How does the inner block see the variable n? How does the C language standard explain this? I've been looking for an answer to this question for quite some time. In my opinion, the answer is as follows: In C17, we have (6.8 #3):

A block allows a set of declarations and statements to be grouped into one syntactic unit. The initializers of objects that have automatic storage duration, and the variable length array declarators of ordinary identifiers with block scope, are evaluated and the values are stored in the objects (including storing an indeterminate value in objects without an initializer) each time the declaration is reached in the order of execution, as if it were a statement, and within each declaration in the order that declarators appear.

If you don't keep initializers in mind, it turns out that a block is just a few statements.We just use a block to evaluate all these operators as one syntactic unit.In other words, if you remove the {} characters in the block, these will be the same operators and the result will be exactly the same, but these operators will not be evaluated in one syntax unit:

#include <stdio.h>
int main(void)
{
    int n = 4;
    
        n++; // same effect but without {}
    
    printf("%d\n",n);
    return 0;
}

Also we have (6.2.1 # 4):

If the declarator or type specifier that declares the identifier appears inside a block or within the list of parameter declarations in a function definition, the identifier has block scope, which terminates at the end of the associated block.

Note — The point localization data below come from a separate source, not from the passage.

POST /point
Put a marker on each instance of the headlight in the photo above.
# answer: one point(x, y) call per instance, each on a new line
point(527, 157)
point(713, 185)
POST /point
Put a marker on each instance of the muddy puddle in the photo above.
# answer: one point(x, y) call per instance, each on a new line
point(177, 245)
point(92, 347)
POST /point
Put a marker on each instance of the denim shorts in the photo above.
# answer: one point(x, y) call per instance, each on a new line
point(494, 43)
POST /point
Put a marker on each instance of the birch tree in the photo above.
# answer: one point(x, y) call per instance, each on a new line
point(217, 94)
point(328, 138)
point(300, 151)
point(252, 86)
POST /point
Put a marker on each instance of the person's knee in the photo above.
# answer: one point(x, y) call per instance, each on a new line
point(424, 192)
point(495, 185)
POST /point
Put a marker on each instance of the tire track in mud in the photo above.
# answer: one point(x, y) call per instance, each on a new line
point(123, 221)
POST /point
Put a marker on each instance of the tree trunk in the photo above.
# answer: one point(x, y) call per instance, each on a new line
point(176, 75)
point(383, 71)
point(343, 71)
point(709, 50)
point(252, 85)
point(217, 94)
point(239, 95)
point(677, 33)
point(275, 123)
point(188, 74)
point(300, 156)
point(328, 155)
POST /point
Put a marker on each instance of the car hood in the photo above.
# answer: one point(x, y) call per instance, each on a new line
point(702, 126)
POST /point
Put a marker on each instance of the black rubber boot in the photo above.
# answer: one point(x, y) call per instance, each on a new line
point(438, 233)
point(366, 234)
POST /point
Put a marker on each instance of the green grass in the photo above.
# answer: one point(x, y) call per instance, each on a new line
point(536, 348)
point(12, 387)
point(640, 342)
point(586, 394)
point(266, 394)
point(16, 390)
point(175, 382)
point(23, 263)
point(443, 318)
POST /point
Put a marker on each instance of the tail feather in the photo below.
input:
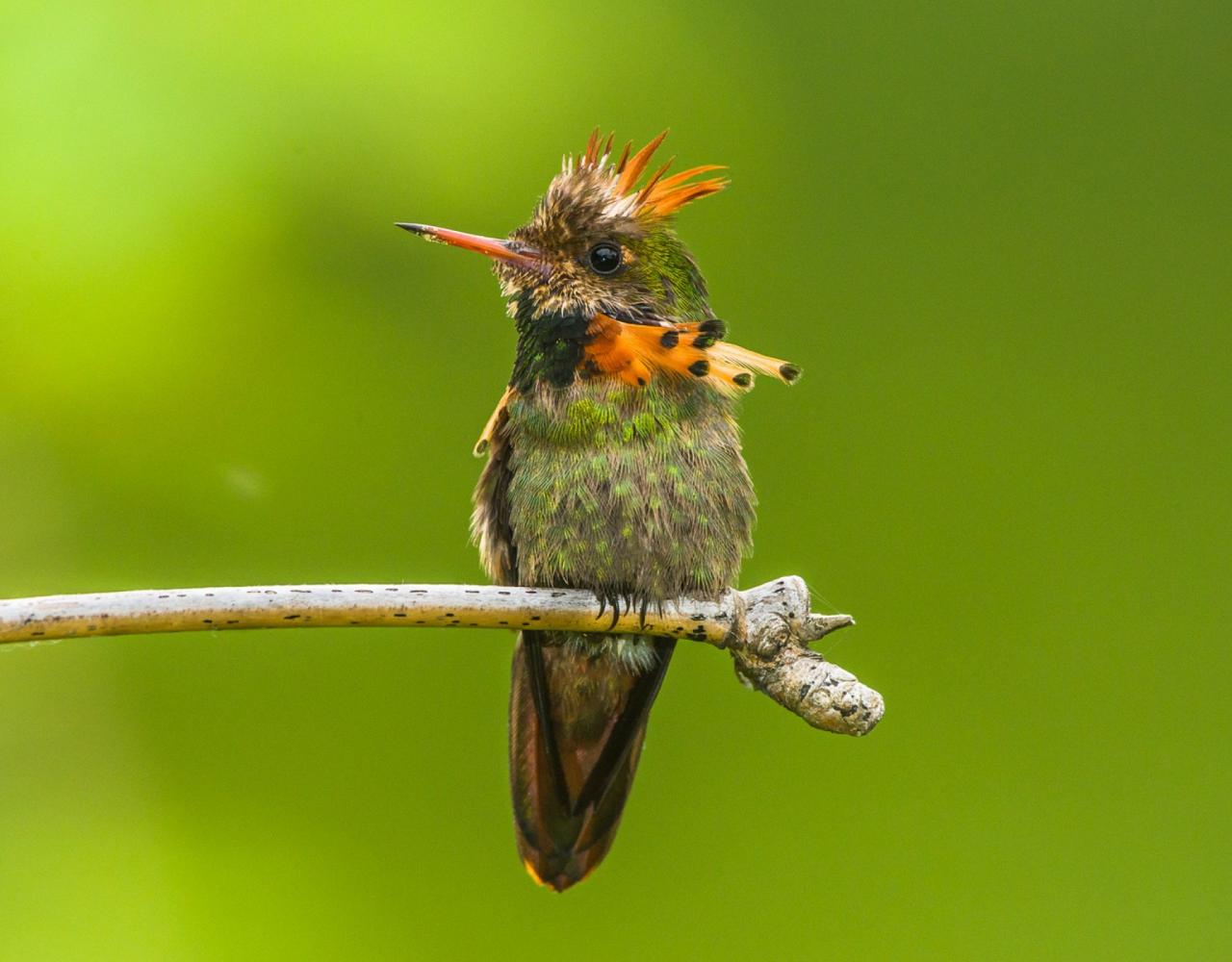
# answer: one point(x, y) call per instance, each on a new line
point(577, 724)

From this we understand that n has a block scope.

If we combine all of the above, it turns out that n is incremented as if the increment operator never appeared in the inner block.

Is this answer correct? If not, please explain why.And please quote a paragraph from the C language standard.

How does the inner block see the variable n?

Because the inner block is part of the outer block (i.e. the function body in this case).

Section 6.2.1p4 of the C standard describes block scope:

If the declarator or type specifier that declares the identifier appears inside a block or within the list of parameter declarations in a function definition, the identifier has block scope, which terminates at the end of the associated block

So the scope of n is the block which is the body of the main function. This includes the block containing the n++ statement.

Note that the following which might look more familiar is the same in terms of scope:

int n = 4;
if (n>2) {
    n++;
}

In this case, the block is the "statement" part of the if statement, and as above this block is an "inner" scope to the function body.